Sehingga, ketika kembali berpapasan di lampu merah, penulis kontrontrasi (sebatas) verbal pihak yang bersangkutan, mengapa memaki-maki seperti “orang tidak waras” terhadap penulis. Tudingan yang sepihak demikian penulis tanggapi dengan menuturkan fakta bahwa yang bersangkutan pun mengemudi sebagaimana yang ia maki-maki, yakni menyalip kendaraan lain. Sampai pada akhirnya penulis berkata, “Lalu, mau kamu apa?” Anda tahu apa yang kemudian terjadi? Seketika itu pula penulis dianiaya di bagian wajah, dimana adegan selanjutnya ialah akibat rasisme masih tumbuh subur di Indonesia, pengendara lain merusak kendaraan yang penulis kendarai sekalipun telah penulis jelaskan bahwa penulis hanya membela diri, mengingat sang ibu-ibu berjilbab yang telah menganiaya penulis terlebih dahulu—sekalipun juga faktanya ialah, agama penulis adalah agama para nenek-moyang bangsa Nusantara (abad ke-1—ke-15 Masehi), sebelum kemudian Raja Majapahit (Buddhist) mempersilahkan ulama dari Arab untuk menyebarkan agama mereka di Bumi Pertiwi. Kini, para “agamais” tersebut ketika telah menjelma menjadi mayoritas, misi misionaris mereka saat kini tampaknya ialah “pukulan tinju”, dimana mereka ingin memberangus toleransi yang dahulu mereka nikmati (selalu begitu motifnya, menuntut diberi toleransi di negara-negara dimana mereka masih berupa minoritas, dimana ketika mereka telah menjelma menjadi mayoritas maka tragedi yang dikisahkan dalam Kitab Sastra Jawa “DHARMO GHANDUL” akan kembali terulang.

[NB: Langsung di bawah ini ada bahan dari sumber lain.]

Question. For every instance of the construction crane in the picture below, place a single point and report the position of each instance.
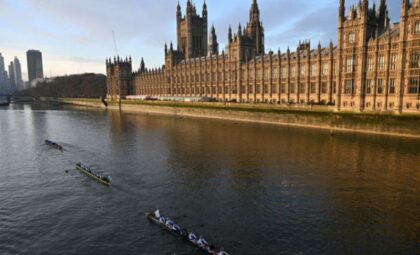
(115, 43)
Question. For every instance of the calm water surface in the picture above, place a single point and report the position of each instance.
(252, 189)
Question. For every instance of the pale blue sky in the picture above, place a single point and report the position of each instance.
(75, 36)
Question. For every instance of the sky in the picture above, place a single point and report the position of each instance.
(75, 36)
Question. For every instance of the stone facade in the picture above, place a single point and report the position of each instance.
(375, 65)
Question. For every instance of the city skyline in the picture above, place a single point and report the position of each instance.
(77, 42)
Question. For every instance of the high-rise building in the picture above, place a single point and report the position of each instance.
(18, 74)
(3, 75)
(35, 69)
(12, 81)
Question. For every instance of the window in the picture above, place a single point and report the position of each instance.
(371, 64)
(303, 70)
(292, 88)
(313, 88)
(349, 88)
(302, 88)
(393, 64)
(417, 28)
(368, 86)
(352, 37)
(275, 73)
(413, 86)
(284, 72)
(381, 62)
(380, 86)
(392, 86)
(349, 65)
(314, 70)
(415, 59)
(283, 88)
(325, 69)
(324, 88)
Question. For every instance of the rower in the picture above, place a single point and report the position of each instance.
(212, 250)
(175, 227)
(222, 252)
(202, 242)
(169, 223)
(192, 238)
(157, 214)
(162, 220)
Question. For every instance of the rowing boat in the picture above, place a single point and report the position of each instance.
(54, 145)
(104, 179)
(183, 234)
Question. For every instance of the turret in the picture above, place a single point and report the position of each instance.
(213, 44)
(204, 10)
(404, 8)
(142, 66)
(342, 11)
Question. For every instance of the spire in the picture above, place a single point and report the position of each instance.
(383, 18)
(254, 13)
(365, 6)
(342, 10)
(142, 66)
(213, 44)
(204, 9)
(404, 8)
(178, 10)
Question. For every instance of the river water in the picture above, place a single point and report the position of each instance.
(253, 189)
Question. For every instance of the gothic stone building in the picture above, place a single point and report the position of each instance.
(375, 65)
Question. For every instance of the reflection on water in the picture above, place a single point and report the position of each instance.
(253, 189)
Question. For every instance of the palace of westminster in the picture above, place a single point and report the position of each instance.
(375, 65)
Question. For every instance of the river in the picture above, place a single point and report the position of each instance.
(253, 189)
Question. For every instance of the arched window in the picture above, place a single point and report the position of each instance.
(352, 37)
(417, 28)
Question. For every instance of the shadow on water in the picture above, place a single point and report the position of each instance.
(253, 189)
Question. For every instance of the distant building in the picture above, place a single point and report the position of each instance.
(3, 76)
(12, 81)
(18, 74)
(375, 65)
(35, 68)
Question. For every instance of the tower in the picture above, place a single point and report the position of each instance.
(213, 44)
(255, 29)
(119, 78)
(354, 32)
(35, 69)
(192, 31)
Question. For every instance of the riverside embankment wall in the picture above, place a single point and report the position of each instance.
(315, 117)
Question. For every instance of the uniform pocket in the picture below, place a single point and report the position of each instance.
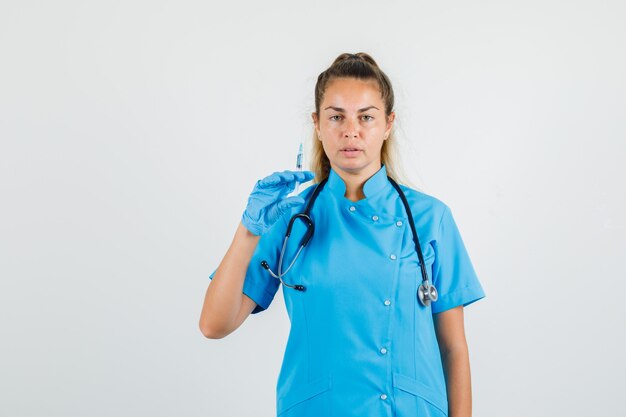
(307, 400)
(415, 398)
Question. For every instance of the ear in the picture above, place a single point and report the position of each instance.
(316, 123)
(390, 120)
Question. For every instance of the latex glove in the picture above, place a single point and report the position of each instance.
(267, 201)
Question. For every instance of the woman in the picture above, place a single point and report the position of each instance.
(361, 342)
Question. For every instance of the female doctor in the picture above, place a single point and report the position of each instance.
(361, 342)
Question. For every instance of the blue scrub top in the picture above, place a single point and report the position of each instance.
(360, 342)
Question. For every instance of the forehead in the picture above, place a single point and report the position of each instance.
(346, 92)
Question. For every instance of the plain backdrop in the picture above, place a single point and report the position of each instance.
(132, 133)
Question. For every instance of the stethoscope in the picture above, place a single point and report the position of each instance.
(426, 293)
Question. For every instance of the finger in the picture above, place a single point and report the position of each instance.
(286, 177)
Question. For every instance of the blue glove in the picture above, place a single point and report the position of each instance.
(267, 203)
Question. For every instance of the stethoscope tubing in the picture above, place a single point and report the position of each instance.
(426, 291)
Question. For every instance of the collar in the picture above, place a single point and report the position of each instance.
(374, 184)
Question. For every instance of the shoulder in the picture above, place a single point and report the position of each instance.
(423, 204)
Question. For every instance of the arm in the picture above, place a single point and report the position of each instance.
(225, 305)
(455, 358)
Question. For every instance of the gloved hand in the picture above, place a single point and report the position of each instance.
(267, 203)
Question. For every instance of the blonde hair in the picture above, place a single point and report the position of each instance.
(363, 67)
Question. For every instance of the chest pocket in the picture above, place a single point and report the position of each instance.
(307, 400)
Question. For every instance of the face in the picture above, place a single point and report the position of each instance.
(352, 125)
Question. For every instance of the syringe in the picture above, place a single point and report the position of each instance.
(299, 165)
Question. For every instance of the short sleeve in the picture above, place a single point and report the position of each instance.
(259, 285)
(453, 273)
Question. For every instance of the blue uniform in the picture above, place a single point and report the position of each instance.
(360, 342)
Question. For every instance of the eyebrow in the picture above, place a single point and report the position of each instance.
(339, 109)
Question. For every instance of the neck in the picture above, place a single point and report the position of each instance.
(355, 180)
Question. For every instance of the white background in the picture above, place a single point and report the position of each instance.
(132, 133)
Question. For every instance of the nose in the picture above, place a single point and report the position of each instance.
(351, 129)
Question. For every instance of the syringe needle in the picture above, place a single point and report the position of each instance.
(299, 165)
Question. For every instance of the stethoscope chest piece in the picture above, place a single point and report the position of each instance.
(427, 293)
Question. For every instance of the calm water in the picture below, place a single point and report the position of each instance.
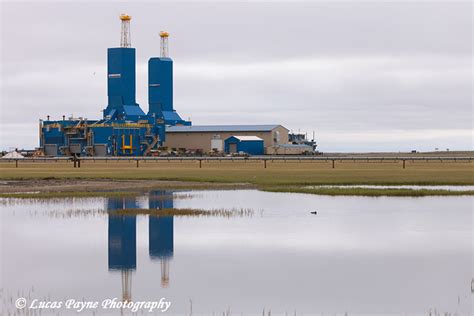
(358, 255)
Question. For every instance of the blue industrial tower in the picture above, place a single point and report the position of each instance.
(124, 130)
(160, 86)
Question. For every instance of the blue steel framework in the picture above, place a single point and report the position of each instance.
(124, 130)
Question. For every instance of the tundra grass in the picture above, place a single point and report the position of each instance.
(252, 172)
(67, 194)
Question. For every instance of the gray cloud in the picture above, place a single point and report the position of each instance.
(395, 76)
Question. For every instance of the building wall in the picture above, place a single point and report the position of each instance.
(203, 140)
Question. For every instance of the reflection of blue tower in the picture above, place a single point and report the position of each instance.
(122, 242)
(161, 234)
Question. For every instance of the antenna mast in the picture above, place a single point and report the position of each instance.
(125, 40)
(164, 44)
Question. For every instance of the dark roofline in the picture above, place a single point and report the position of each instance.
(223, 128)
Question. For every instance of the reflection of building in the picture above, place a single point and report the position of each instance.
(160, 232)
(122, 242)
(123, 237)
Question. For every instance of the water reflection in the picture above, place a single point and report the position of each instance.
(122, 240)
(160, 233)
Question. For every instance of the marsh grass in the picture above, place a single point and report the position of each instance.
(367, 191)
(242, 212)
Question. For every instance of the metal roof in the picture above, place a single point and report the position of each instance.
(246, 138)
(221, 128)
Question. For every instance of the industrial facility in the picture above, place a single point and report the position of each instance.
(125, 129)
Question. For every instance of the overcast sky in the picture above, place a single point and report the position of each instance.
(365, 76)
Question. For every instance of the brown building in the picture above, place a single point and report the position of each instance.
(209, 137)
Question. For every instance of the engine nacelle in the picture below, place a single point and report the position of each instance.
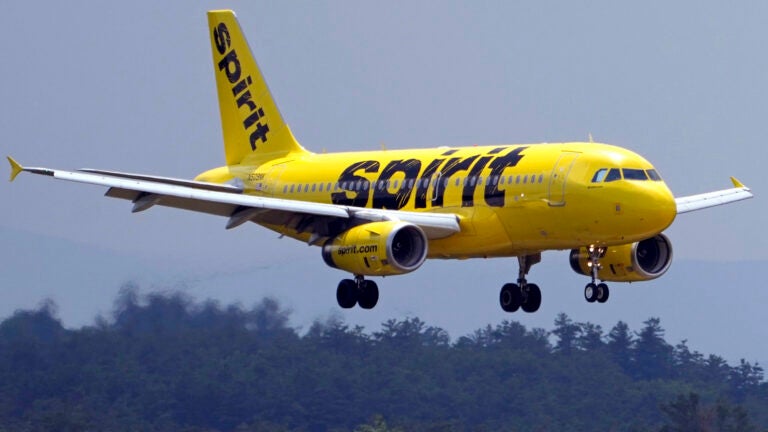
(377, 249)
(640, 261)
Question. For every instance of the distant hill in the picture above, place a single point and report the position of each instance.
(718, 307)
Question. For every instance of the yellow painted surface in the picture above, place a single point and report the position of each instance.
(511, 199)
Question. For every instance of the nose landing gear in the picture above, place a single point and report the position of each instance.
(596, 292)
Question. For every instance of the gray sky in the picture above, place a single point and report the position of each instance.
(130, 87)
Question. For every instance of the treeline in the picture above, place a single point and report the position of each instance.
(164, 362)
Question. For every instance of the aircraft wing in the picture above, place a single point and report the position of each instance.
(711, 199)
(318, 219)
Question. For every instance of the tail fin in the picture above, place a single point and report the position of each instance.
(254, 130)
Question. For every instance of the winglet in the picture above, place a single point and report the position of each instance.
(737, 183)
(16, 168)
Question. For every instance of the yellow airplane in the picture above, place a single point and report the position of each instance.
(382, 213)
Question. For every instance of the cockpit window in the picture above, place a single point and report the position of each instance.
(653, 175)
(599, 175)
(613, 175)
(633, 174)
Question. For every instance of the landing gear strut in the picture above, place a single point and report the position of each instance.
(358, 291)
(596, 292)
(522, 294)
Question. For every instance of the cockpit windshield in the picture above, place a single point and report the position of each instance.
(605, 175)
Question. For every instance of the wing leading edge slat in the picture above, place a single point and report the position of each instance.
(711, 199)
(229, 201)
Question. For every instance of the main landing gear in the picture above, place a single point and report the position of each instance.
(596, 292)
(522, 294)
(358, 291)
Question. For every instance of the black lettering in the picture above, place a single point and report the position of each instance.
(259, 134)
(227, 63)
(221, 38)
(450, 168)
(422, 185)
(361, 196)
(245, 99)
(493, 196)
(382, 198)
(242, 85)
(253, 118)
(468, 194)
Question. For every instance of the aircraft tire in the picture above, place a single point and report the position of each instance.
(590, 292)
(346, 293)
(368, 295)
(532, 300)
(510, 297)
(603, 293)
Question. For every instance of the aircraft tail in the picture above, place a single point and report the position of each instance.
(254, 131)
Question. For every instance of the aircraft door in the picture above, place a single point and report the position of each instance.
(273, 179)
(558, 178)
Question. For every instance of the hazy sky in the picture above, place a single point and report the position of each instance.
(130, 86)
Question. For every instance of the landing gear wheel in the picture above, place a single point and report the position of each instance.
(602, 293)
(590, 292)
(510, 297)
(346, 293)
(532, 298)
(368, 295)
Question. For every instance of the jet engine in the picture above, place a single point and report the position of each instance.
(640, 261)
(377, 249)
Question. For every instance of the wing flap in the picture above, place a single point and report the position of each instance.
(229, 201)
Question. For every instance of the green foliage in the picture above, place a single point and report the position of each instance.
(165, 362)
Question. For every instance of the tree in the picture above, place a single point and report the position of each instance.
(620, 342)
(567, 333)
(653, 355)
(590, 337)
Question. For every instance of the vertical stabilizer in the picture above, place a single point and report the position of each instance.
(254, 130)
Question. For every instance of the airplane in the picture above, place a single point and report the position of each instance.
(383, 213)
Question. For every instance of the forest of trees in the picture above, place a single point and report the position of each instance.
(164, 362)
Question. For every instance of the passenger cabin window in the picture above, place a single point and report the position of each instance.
(613, 175)
(634, 174)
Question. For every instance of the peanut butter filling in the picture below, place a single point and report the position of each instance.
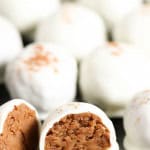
(20, 130)
(83, 131)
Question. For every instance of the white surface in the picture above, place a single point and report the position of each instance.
(77, 108)
(112, 10)
(6, 108)
(10, 43)
(112, 75)
(137, 123)
(46, 86)
(74, 27)
(135, 28)
(25, 14)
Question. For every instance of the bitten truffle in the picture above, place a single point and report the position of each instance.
(25, 14)
(134, 28)
(19, 126)
(78, 126)
(10, 44)
(137, 122)
(43, 75)
(74, 27)
(112, 74)
(112, 11)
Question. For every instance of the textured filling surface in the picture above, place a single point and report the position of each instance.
(20, 131)
(83, 131)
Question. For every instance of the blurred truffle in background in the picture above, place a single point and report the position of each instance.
(135, 28)
(10, 44)
(74, 27)
(44, 76)
(112, 74)
(112, 11)
(25, 14)
(137, 122)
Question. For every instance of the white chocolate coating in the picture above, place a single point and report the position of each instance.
(111, 10)
(77, 108)
(10, 44)
(147, 1)
(134, 28)
(44, 76)
(77, 28)
(6, 108)
(137, 123)
(25, 14)
(112, 74)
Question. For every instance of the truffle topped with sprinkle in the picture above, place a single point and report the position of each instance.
(39, 73)
(74, 27)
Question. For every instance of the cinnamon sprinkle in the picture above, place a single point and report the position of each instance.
(40, 59)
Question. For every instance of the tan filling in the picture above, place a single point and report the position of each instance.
(83, 131)
(20, 130)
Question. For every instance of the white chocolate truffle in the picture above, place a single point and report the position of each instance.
(19, 126)
(137, 123)
(44, 76)
(134, 28)
(78, 126)
(112, 74)
(25, 14)
(111, 10)
(74, 27)
(10, 44)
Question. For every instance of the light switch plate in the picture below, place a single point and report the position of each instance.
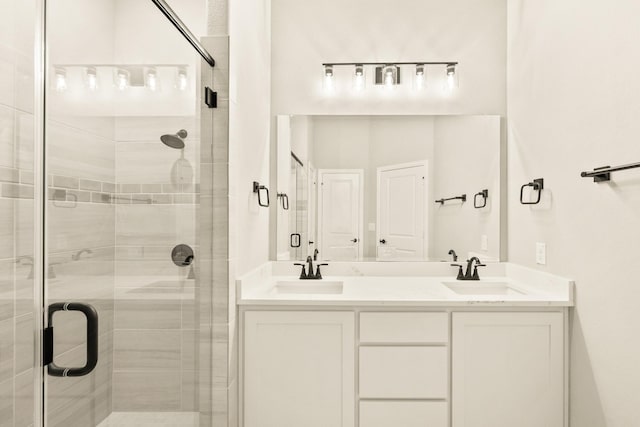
(541, 253)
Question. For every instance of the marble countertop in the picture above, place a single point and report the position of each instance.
(419, 286)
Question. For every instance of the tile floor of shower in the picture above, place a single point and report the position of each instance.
(149, 419)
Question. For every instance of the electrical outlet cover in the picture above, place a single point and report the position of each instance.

Ibu-ibu berjilbab yang lebih “premanis” daripada kalangan preman. Bila menghadapi kalangan preman, kita cukup berkata : “Lalu, mau kamu apa? Mau pukul atau lukai saya? Saya tanya kamu, kamu takut dosa atau tidak, dengan aniaya ataupun lukai orang lain? Berarti kamu bukan orang baik-baik, tapi orang TIDAK BENAR!”—maka sang preman pun mengurungkan niat buruknya untuk menyakiti kita, faktanya orang-orang “agamais” selama ini justru lebih “hewanis” (alih-alih “humanis” terlebih “Tuhanis”) daripada kalangan preman, semata karena mereka adalah kaum pecandu ideologi “penghapusan dosa” (abolition of sins), dimana sekalipun anak Sekolah Dasar pun tahu bahwa “hanya seorang pendosa yang butuh penghapusan / pengampunn / penebusan dosa”.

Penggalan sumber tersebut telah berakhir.